According to a report published by the Daily Mail, both current and former staff under the employment of Emirates Leisure Retail recently received an email stating that the company had noticed an error in its penalty rates.
Whilst the average rate of underpay is currently unknown, one anonymous former staff member told the press that she was ‘fuming’ after she calculated that her compensation may total as much as (£11,659.05) $15,000 (Australian dollars).
“I have worked in hospitality a long time and in my other jobs they were paying us penalty rates. But at Hudsons we were not getting that,” she told Australia’s 9 News.
“They weren't paying us penalty rates for the weekends, they weren't paying us for starting before 6am in the morning, or working after 7pm at night.”
The email that the company sent out to staff admitting blame for the error read: “After conducting a proactive review of our payroll, we identified a potential issue relating to the application of overtime, weekend penalty rates, and night penalty rates for staff under the Emirates Leisure Retail enterprise agreement.”
The email went on to state that the current HR team would contact staff individually and offer repayment if payroll analysis evidenced a compensation miscalculation.
In addition, an Emirates Retail Spokesman stated that it is currently unknown how many former workers were affected by the issue.

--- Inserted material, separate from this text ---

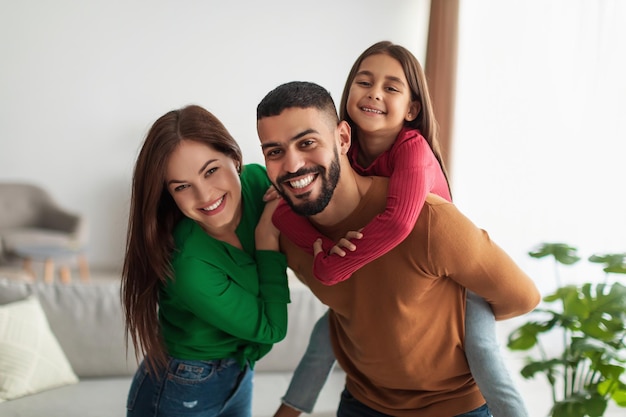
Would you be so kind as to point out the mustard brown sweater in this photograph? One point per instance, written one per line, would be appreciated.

He did however state that the company had reported itself to the Fair Work Ombudsman as soon as it had realised the error, and that it was working with the body to resolve the issue.
Sadly, this isn’t the only instance that workers have claimed to be underpaid for the work that they have completed.
Earlier this year, HR Grapevine reported on Betfred who had reportedly underpaid staff for overtime work.
A whistleblower alleged that the bookmaker, which employs more than 7,000 people, didn’t let employees know that they may be owed money even after the payment problem had been identified.
The firm explained that it failed to make automatic payments to staff who were owed extra holiday pay because they had worked overtime and blamed the payment problems on its payroll systems.
To avoid payroll problems, HR should regularly monitor its systems to ensure that they are effective, and that staff aren’t left out of pocket at the end of the month.